Le président américain Donald Trump a de nouveau attisé la controverse samedi en déclarant envisager de révoquer la citoyenneté américaine de la célèbre animatrice Rosie O’Donnell. Cette déclaration survient après que l’actrice et militante ait critiqué la gestion par l’administration Trump des services météorologiques, accusés de défaillances dans l’alerte aux populations face aux récentes inondations meurtrières au Texas.
« Étant donné que Rosie O’Donnell n’est pas dans le meilleur intérêt de notre grand pays, j’envisage sérieusement de lui retirer sa citoyenneté », a affirmé Trump sur sa plateforme Truth Social, l’accusant d’être une « menace pour l’humanité ». Il a ajouté qu’elle devrait « rester dans le merveilleux pays d’Irlande, s’ils la veulent », concluant son message par un tonitruant « QUE DIEU BÉNISSE L’AMÉRIQUE ! ».
Cette sortie s’inscrit dans un long contentieux personnel entre Trump et O’Donnell, qui dure depuis près de vingt ans. Les deux figures publiques se sont régulièrement échangé insultes et invectives, d’abord dans les médias traditionnels, puis massivement sur les réseaux sociaux. Toutefois, cette nouvelle attaque soulève des questions juridiques : selon le droit américain, un président ne peut en aucun cas retirer la citoyenneté d’un citoyen né sur le sol des États-Unis.

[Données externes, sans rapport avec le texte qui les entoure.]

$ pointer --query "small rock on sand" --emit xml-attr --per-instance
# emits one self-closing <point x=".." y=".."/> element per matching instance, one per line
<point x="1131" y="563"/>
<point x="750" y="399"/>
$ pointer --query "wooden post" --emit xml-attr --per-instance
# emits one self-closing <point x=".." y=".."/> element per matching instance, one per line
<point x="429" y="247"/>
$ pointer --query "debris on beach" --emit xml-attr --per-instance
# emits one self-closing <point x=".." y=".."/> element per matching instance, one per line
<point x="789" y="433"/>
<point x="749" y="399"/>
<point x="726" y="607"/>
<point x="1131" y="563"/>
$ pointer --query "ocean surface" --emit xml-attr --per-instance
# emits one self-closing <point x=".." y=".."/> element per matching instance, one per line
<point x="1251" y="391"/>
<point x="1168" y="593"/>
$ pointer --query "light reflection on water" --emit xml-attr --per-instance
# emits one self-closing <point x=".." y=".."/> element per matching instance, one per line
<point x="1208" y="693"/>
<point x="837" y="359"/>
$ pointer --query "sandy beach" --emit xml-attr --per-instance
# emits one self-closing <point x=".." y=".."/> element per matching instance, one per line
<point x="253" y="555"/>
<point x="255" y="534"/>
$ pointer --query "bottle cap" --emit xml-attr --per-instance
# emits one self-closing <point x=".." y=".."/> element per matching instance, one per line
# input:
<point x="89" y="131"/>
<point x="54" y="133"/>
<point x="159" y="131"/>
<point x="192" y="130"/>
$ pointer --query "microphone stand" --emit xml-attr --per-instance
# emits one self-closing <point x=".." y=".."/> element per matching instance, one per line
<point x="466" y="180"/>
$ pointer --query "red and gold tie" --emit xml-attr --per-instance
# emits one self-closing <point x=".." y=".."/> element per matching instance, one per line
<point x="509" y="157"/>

Rosie O’Donnell est née à Commack, dans l’État de New York.
L’animatrice, qui a déménagé en Irlande avec son fils de 12 ans après le début du second mandat de Trump, avait indiqué dans une vidéo publiée sur TikTok en mars qu’elle ne reviendrait aux États-Unis que « lorsque tous les citoyens américains pourront jouir des mêmes droits en toute sécurité ». Elle s’est jusqu’à présent abstenue de répondre publiquement à la déclaration du président.
Cette déclaration de Trump a provoqué de nombreuses réactions sur les réseaux sociaux et parmi les défenseurs des libertés civiles, qui dénoncent une dérive autoritaire et une attaque contre la liberté d’expression. Plusieurs juristes ont souligné que le président ne dispose d’aucun pouvoir légal pour déchoir un citoyen de sa nationalité, et que même les mesures d’expulsion ne peuvent viser des personnes nées sur le territoire américain.
Alors que Trump multiplie les déclarations controversées à l’approche des élections de mi-mandat, cette nouvelle salve verbale contre une personnalité médiatique pourrait viser à mobiliser sa base la plus fidèle, mais au prix de nouvelles polémiques constitutionnelles.